First, in October, catching COVID-19 and getting quarantined made me realize how much I missed having a laptop.

Then, in November, Apple killed all future hardware compatibility and put a countdown on future software compatability.

And finally, in December, the most recent EFI partition corruption occurred that also caused the delay in finishing the Nutopia stream series.

Since then, I’ve picked up a MacBookPro on sale (16″, Intel), dropped the Rx 580 and the Elgato HD 60 Pro into Thunderbolt 3 enclosures, and cleaned up the Hackintosh in preparation to sell it off as a second-hand PC. Yes, it’ll have the GTX 660 back in it, but with the crypto mining craze devouring the video card supply beggars can’t be choosers.

Rationalizing the end

My feelings over it all are a mixed bag.

Ever since building my first computer, I’ve been itching to do it again. That now won’t actually happen. With USB-C, Thunderbolt 3, PCIe 4.0 and DDR 4 RAM becoming common recently, the old Hackintosh — though still performing admirably — certainly wasn’t going to last me another 8 years. The time was ripe for putting together another long-term workhorse, but the Apple silicon announcement sucked the wind right out of my sail. There wasn’t any sense making a new hackintosh that would outlive Apple’s support for x86 platforms, especially if I was locking into last-gen Intel processors that weren’t yet doing PCIe 4.0. Also of note is the hackintoshing procedures have changed vastly since I began. While there are a lot more pieces of hardware that are well-supported, I’d be learning the software process from scratch, with all the nuances and workarounds I learned not even remotely relevant to current generation installation tools.

Perhaps, when the time comes to actually move on to an Apple Silicon platform (assuming it doesn’t end up a big bust somehow), I’ll also build a new PC solely for streaming. Though if I get my hands on a KFConsole, I’d end up robbing myself of a building experience anyway.

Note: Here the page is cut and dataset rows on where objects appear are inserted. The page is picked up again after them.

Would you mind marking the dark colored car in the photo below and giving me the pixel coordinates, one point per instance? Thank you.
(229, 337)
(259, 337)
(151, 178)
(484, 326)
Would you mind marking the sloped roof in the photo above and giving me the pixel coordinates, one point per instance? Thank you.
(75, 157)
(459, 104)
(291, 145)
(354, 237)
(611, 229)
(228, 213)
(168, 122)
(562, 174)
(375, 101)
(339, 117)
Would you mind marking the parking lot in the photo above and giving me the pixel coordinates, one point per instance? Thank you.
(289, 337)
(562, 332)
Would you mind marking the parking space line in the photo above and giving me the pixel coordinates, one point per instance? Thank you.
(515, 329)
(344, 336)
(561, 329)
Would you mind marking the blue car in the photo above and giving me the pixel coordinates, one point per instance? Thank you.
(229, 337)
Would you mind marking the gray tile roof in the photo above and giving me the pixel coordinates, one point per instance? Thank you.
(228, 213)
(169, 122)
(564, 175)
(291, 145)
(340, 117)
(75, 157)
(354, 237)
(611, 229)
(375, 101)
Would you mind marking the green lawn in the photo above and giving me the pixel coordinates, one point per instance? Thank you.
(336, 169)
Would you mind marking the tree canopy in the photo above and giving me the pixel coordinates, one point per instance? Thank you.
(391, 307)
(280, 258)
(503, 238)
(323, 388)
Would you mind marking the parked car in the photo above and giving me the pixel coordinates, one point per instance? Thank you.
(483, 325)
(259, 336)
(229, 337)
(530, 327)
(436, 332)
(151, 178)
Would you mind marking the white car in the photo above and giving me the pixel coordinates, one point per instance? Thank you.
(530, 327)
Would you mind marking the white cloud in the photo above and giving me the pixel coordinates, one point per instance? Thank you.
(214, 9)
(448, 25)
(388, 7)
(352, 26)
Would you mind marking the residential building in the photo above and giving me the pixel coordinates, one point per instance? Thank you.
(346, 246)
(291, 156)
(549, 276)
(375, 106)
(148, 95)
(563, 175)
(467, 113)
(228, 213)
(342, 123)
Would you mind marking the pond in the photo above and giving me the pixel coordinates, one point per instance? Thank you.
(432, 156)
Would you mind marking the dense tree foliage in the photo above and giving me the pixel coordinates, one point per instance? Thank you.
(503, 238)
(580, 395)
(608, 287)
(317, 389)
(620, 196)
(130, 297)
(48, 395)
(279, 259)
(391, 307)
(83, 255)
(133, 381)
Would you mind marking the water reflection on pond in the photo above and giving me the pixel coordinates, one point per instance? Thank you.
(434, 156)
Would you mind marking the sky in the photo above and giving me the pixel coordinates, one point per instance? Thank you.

On the other hand, I no longer miss laptops. I’ll have a cleaner desk. I’ll use less electricity. I’ll be able to tinker when I want to instead of when I have to. And the new laptop easily outperforms the 8-year-old big rig, though thermals do become an issue when I start doing crazy things like emulate DirectX 11 compatibility.

But for now, the era of the computer version of spending my weekends under the hood of a Trans Am in my driveway while not wearing a shirt has ended. And while it’s probably best not to leave you visualizing a shirtless me, that’s what you’re getting today.